Division of Cardiovascular Medicine, University of Minnesota Medical Center, Minneapolis, Minnesota.
Division of Epidemiology and Community Health, University of Minnesota School of Public Health, Minneapolis, Minnesota.
J Am Coll Cardiol. 2020 Jan 21;75(2):148-158. doi: 10.1016/j.jacc.2019.10.058.
Heart failure (HF) hospitalization places patients at increased short-term risk for venous thromboembolism (VTE). Long-term risk for VTE associated with incident HF, HF subtypes, or structural heart disease is unknown.
In the ARIC (Atherosclerosis Risk In Communities) cohort, VTE risk associated with incident HF, HF subtypes, and abnormal echocardiographic measures in the absence of clinical HF was assessed.
During follow-up, ARIC identified incident HF and subcategorized HF with preserved ejection fraction or reduced ejection fraction. At the fifth clinical examination, echocardiography was performed. Physicians adjudicated incident VTE using hospital records. Adjusted Cox proportional hazards models were used to evaluate the association between HF or echocardiographic exposures and VTE.
Over a mean of 22 years in 13,728 subjects, of whom 2,696 (20%) developed incident HF, 729 subsequent VTE events were identified. HF was associated with increased long-term risk for VTE (adjusted hazard ratio: 3.13; 95% confidence interval: 2.58 to 3.80). In 7,588 subjects followed for a mean of 10 years, the risk for VTE was similar for HF with preserved ejection fraction (adjusted hazard ratio: 4.71; 95% CI: 2.94 to 7.52) and HF with reduced ejection fraction (adjusted hazard ratio: 5.53; 95% confidence interval: 3.42 to 8.94).
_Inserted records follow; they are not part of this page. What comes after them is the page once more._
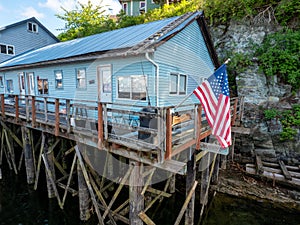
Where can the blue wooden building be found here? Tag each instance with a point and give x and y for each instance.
(23, 36)
(158, 63)
(137, 7)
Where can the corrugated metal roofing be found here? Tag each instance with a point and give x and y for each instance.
(112, 40)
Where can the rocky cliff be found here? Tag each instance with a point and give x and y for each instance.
(259, 92)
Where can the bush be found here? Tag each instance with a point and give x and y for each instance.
(279, 55)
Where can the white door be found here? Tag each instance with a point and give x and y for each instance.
(104, 83)
(22, 84)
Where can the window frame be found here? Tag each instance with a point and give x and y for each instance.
(178, 84)
(77, 80)
(56, 80)
(12, 85)
(7, 47)
(32, 30)
(1, 81)
(42, 80)
(131, 86)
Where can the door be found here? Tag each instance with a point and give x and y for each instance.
(30, 83)
(104, 83)
(22, 84)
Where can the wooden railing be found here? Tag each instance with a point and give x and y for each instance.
(164, 131)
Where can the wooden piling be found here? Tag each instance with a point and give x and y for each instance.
(29, 162)
(49, 158)
(136, 200)
(190, 180)
(84, 197)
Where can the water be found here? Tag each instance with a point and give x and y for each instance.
(20, 205)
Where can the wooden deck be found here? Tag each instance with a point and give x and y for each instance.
(147, 134)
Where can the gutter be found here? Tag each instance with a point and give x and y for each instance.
(157, 77)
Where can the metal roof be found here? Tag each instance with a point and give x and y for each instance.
(116, 40)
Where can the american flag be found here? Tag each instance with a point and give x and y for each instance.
(214, 97)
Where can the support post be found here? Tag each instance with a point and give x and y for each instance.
(100, 124)
(2, 106)
(136, 200)
(56, 117)
(49, 158)
(29, 163)
(33, 111)
(84, 197)
(168, 154)
(17, 107)
(190, 180)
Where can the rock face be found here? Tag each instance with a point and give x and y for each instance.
(259, 93)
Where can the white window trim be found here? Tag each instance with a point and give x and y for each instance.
(178, 84)
(33, 24)
(7, 49)
(76, 74)
(130, 99)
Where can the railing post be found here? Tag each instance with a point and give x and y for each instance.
(234, 111)
(198, 126)
(33, 111)
(68, 108)
(27, 108)
(17, 107)
(56, 117)
(100, 123)
(2, 105)
(46, 109)
(168, 154)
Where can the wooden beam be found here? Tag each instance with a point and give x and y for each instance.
(51, 179)
(33, 111)
(259, 165)
(124, 179)
(56, 133)
(199, 125)
(185, 204)
(2, 106)
(168, 153)
(145, 218)
(285, 172)
(100, 124)
(17, 107)
(85, 174)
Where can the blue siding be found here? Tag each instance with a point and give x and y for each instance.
(185, 53)
(23, 40)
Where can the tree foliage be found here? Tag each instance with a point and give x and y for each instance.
(85, 20)
(279, 55)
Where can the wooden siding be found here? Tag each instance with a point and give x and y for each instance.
(185, 53)
(120, 67)
(23, 40)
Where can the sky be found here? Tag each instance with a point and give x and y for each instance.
(12, 11)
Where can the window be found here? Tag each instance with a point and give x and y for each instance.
(125, 7)
(177, 84)
(58, 79)
(32, 27)
(43, 87)
(142, 5)
(1, 81)
(132, 87)
(7, 49)
(80, 78)
(10, 86)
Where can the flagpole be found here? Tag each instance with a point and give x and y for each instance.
(189, 95)
(183, 100)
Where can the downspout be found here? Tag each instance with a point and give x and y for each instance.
(157, 77)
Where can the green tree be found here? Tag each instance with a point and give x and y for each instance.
(85, 20)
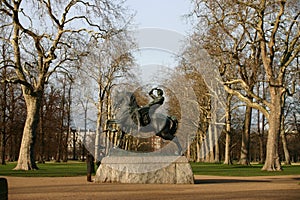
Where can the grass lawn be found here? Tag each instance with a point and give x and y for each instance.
(72, 168)
(239, 170)
(49, 169)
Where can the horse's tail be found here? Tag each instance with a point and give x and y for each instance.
(174, 125)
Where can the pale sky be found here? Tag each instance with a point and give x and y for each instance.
(168, 16)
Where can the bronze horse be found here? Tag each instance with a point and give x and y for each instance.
(133, 118)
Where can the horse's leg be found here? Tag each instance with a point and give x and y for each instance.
(121, 140)
(176, 141)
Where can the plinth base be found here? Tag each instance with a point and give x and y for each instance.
(145, 169)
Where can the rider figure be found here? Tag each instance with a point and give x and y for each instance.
(157, 101)
(146, 112)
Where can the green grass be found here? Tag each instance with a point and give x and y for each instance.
(239, 170)
(72, 168)
(49, 169)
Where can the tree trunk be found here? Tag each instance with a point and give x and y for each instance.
(244, 159)
(26, 159)
(272, 162)
(228, 132)
(217, 149)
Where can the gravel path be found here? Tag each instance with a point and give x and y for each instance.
(205, 187)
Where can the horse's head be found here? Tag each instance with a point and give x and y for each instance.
(124, 104)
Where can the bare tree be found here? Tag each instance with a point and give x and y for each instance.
(272, 28)
(45, 35)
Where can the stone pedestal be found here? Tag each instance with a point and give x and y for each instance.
(145, 169)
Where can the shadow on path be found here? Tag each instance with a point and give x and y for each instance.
(216, 181)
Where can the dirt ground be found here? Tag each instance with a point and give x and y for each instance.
(205, 187)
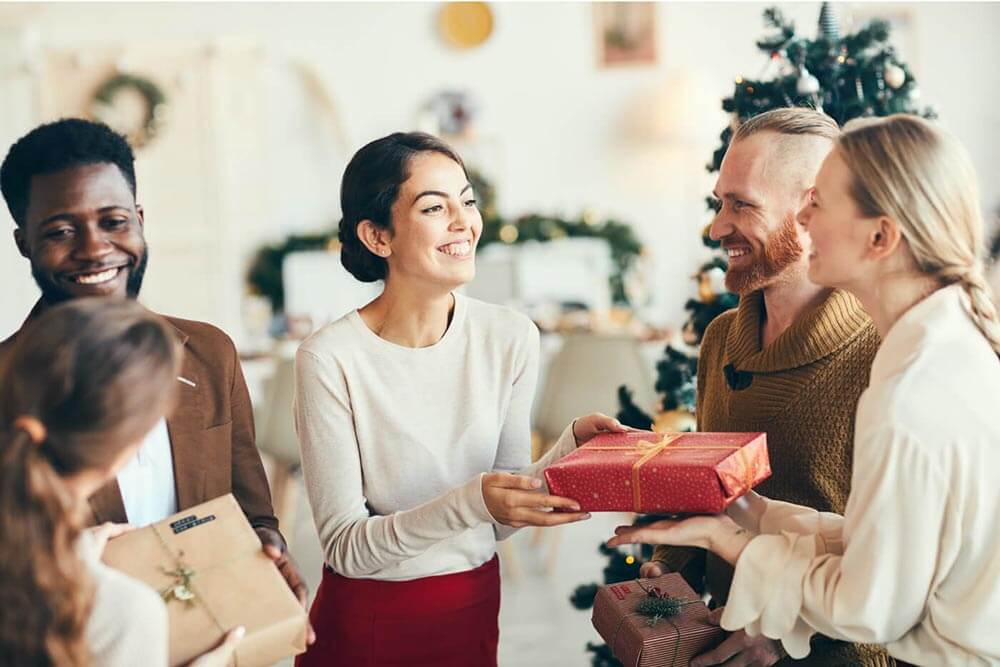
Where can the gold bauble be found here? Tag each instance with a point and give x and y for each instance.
(466, 24)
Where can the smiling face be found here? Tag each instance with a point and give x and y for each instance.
(436, 224)
(83, 234)
(755, 221)
(840, 234)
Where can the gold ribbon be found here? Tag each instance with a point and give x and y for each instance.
(649, 450)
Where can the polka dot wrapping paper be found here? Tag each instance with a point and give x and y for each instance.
(662, 473)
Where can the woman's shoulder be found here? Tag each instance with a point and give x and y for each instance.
(496, 318)
(128, 620)
(333, 336)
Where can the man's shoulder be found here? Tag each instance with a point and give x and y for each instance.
(202, 335)
(717, 329)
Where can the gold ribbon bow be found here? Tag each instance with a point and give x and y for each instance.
(649, 450)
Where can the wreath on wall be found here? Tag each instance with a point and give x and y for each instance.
(105, 107)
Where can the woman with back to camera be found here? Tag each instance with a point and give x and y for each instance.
(79, 391)
(912, 564)
(403, 408)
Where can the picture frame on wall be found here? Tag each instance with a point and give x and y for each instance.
(625, 33)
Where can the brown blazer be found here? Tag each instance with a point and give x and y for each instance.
(211, 431)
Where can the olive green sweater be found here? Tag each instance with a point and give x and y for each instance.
(802, 390)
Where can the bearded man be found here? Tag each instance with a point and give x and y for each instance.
(791, 360)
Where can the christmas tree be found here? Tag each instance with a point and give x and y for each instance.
(847, 77)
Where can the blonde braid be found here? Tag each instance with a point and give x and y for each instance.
(984, 312)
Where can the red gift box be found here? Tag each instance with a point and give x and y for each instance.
(638, 640)
(642, 471)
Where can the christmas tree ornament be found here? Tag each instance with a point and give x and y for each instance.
(807, 84)
(828, 28)
(894, 76)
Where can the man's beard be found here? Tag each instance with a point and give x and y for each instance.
(780, 252)
(52, 293)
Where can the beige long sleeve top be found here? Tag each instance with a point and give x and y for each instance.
(914, 562)
(395, 440)
(128, 622)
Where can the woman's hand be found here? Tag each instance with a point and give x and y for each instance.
(221, 655)
(99, 535)
(719, 534)
(515, 500)
(585, 428)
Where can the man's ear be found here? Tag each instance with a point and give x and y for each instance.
(21, 243)
(375, 238)
(884, 237)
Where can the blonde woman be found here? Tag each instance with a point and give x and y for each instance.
(913, 563)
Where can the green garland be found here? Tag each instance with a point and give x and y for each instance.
(155, 98)
(625, 246)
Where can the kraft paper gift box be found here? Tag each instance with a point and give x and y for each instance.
(669, 473)
(639, 638)
(208, 565)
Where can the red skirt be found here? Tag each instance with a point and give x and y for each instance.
(445, 621)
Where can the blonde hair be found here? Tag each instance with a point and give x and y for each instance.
(913, 172)
(790, 121)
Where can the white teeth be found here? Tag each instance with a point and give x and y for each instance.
(94, 278)
(458, 249)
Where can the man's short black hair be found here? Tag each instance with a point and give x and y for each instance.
(53, 147)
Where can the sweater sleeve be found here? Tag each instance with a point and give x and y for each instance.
(355, 543)
(789, 585)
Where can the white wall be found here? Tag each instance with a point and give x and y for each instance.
(558, 133)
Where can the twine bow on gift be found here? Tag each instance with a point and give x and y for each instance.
(180, 589)
(646, 451)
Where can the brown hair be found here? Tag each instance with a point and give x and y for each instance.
(905, 168)
(789, 121)
(97, 374)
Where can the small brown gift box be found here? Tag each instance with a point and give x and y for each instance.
(208, 564)
(638, 641)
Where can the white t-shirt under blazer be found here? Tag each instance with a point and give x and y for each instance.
(395, 440)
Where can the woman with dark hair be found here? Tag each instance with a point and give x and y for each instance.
(79, 390)
(411, 413)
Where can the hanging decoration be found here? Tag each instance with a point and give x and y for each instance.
(113, 105)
In 5,438 subjects without HF followed for a mean of 3.5 years, left ventricular relative wall thickness and mean left ventricular wall thickness were independent predictors of VTE.
In this prospective population-based study, incident hospitalized HF (including both heart failure with preserved ejection fraction and reduced ejection fraction), as well as echocardiographic indicators of left ventricular remodeling, were associated with greatly increased risk for VTE, which persisted through long-term follow-up. Evidence-based strategies to prevent long-term VTE in patients with HF, beyond time of hospitalization, are needed.
心力衰竭(HF)住院会使患者在短期内增加静脉血栓栓塞(VTE)的风险。与新发 HF、HF 亚型或结构性心脏病相关的 VTE 长期风险尚不清楚。
在 ARIC(社区动脉粥样硬化风险)队列中,评估了新发 HF、HF 亚型以及在没有临床 HF 的情况下异常超声心动图指标与 VTE 风险的关系。
在随访期间,ARIC 确定了新发 HF,并根据射血分数保留或射血分数降低对 HF 进行分类。在第五次临床检查时进行了超声心动图检查。医生使用住院记录来确定新发 VTE。采用调整后的 Cox 比例风险模型评估 HF 或超声心动图暴露与 VTE 之间的关联。
在 13728 名受试者中,平均随访 22 年,其中 2696 名(20%)发生新发 HF,随后确定了 729 例 VTE 事件。HF 与 VTE 的长期风险增加相关(调整后的风险比:3.13;95%置信区间:2.58 至 3.80)。在平均随访 10 年的 7588 名受试者中,射血分数保留型 HF(调整后的风险比:4.71;95%置信区间:2.94 至 7.52)和射血分数降低型 HF(调整后的风险比:5.53;95%置信区间:3.42 至 8.94)的 VTE 风险相似。在平均无 HF 随访 3.5 年的 5438 名受试者中,左心室相对壁厚度和左心室平均壁厚度是 VTE 的独立预测因子。
在这项前瞻性基于人群的研究中,新发住院 HF(包括射血分数保留型和射血分数降低型 HF)以及左心室重构的超声心动图指标与 VTE 的风险显著增加相关,这种相关性在长期随访中持续存在。需要针对 HF 患者,在住院时间以外,制定预防长期 VTE 的循证策略。